The jury, comprising Frank Spotnitz, Fiona Campbell, Rashmi Bajpai, Bal Samra and Rachel Glaister, evaluated a shortlist that ranged from a dark Mumbai comedy-drama about mental health (Dirty Minds, created by Sundar Aaron) to a Delhi coming-of-age mystery (Djinn Patrol, by Neha Sharma and Kilian Irwin), a techno-thriller about a teenage gaming prodigy (Kanpur X Satori, by Suchita Bhatia), an investigative crime drama blending mythology and modern thriller (The Age of Kali, by Shivani Bhatija), a documentary on India’s spice heritage (The Masala Quest, hosted by Sarina Kamini), a documentary on competitive gaming (Respawn: India’s Esports Revolution, by George Mangala Thomas and Sangram Mawari), and a reality-horror competition merging gaming and immersive fear (Scary Goose, by Samar Iqbal).
The session was hosted by Mayank Shekhar.
The two winners were Djinn Patrol, backed by Miura Kite, formerly of Participant Media and known for Chinatown and Keep Sweet: Pray & Obey, with Jaya Entertainment, producers of Real Kashmir Football Club, also attached; and The Masala Quest, created and hosted by Sarina Kamini, an Indian-Australian cook, author and self-described “spice evangelist.”
The summit also unveiled the Content India Trends Report, whose findings made for bracing reading. Daoud Jackson, senior analyst at OMDIA, set the tone: “By 2030, online video in India will nearly double the revenue of traditional TV, becoming the main driver of growth.” He noted that in 2025, India produced a quarter of all YouTube videos globally, overtaking the United States, while Indians collectively spend 117 years daily on YouTube and 72 years on Instagram. Traditional subscription TV is declining as free TV and connected TV gain ground, forcing broadcasters to innovate. “AI-generated content is just 2 per cent of engagement,” Jackson added, “highlighting the dominance of high-quality human content. The key for Indian media companies is scaling while monetising effectively from day one.”
Hannah Walsh, principal analyst at Ampere Analysis, added hard numbers to the picture. India produced over 24,000 titles in January 2026 alone, with 19,000 available internationally. The country now accounts for 12 per cent of Asia-Pacific content spend, up from 8 per cent in 2021, outpacing both Japan and China. Key exporters include JioStar, Zee Entertainment, Sony India, Amazon and Netflix, delivering over 7,500 Indian-produced titles abroad each year. The top importing markets are Saudi Arabia, the UAE, Egypt, the United States and the Philippines. Scripted content dominates globally at 88 per cent, with crime dramas and children’s and family titles performing particularly strongly.

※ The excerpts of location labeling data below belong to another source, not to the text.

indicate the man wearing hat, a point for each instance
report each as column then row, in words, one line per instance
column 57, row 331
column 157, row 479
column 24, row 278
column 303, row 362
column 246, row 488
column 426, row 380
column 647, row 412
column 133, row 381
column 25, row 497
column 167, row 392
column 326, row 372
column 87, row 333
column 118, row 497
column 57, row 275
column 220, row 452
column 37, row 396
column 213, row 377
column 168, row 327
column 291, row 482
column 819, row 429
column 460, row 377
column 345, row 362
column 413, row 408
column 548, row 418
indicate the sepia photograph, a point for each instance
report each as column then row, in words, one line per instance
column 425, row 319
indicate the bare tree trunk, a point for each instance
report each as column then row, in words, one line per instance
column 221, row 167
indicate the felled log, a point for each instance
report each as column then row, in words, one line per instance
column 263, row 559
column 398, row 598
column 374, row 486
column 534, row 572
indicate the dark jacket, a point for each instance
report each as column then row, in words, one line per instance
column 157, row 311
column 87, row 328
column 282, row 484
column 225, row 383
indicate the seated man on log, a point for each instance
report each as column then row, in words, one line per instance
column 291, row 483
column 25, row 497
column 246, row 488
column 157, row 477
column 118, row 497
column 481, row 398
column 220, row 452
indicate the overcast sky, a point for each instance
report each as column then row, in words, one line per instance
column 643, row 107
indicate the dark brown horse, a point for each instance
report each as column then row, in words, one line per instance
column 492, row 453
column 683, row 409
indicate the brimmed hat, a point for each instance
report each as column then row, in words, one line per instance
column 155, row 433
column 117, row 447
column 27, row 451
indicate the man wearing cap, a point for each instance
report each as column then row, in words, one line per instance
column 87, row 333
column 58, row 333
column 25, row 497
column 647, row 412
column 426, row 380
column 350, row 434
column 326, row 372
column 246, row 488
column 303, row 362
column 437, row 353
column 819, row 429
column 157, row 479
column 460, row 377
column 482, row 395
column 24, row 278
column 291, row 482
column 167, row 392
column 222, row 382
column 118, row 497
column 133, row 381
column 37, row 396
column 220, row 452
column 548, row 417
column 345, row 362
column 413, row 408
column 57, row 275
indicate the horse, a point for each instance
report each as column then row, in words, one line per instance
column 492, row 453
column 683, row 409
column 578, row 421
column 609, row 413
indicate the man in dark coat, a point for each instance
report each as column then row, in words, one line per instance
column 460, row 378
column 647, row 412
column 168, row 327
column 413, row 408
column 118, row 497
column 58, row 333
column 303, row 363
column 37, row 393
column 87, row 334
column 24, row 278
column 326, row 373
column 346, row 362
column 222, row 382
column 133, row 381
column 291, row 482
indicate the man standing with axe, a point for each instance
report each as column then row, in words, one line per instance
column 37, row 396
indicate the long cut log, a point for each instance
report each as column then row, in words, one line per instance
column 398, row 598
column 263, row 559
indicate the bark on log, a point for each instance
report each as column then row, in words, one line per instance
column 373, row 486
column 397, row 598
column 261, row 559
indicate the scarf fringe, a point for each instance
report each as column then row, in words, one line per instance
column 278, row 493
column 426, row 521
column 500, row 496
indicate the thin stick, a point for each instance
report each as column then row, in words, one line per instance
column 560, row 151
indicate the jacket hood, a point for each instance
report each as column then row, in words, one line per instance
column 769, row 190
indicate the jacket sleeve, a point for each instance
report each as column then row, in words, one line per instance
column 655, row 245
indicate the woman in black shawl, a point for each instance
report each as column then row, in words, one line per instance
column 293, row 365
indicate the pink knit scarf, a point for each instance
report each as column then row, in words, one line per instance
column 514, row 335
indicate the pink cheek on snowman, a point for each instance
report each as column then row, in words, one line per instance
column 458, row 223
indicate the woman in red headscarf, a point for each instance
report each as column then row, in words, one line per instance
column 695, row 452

Manoj Dobhal, chief executive and executive director of Dish TV India, framed the summit’s ambition squarely. “Stories don’t need translation. They need a platform, discovery, and reach, local or global,” he said. “India produces more movies than any country, our streaming platforms compete globally, and our tech and creators win international awards. Yet fragmentation slows growth. Producers, platforms, and tech move in different lanes. We need shared spaces, collaboration, and an ecosystem where ideas, technology, and people meet. That is why we built Content India.”
The data, the pitches and the prize money all pointed to the same conclusion: India is not waiting for the world to discover its stories. It is building the infrastructure to sell them.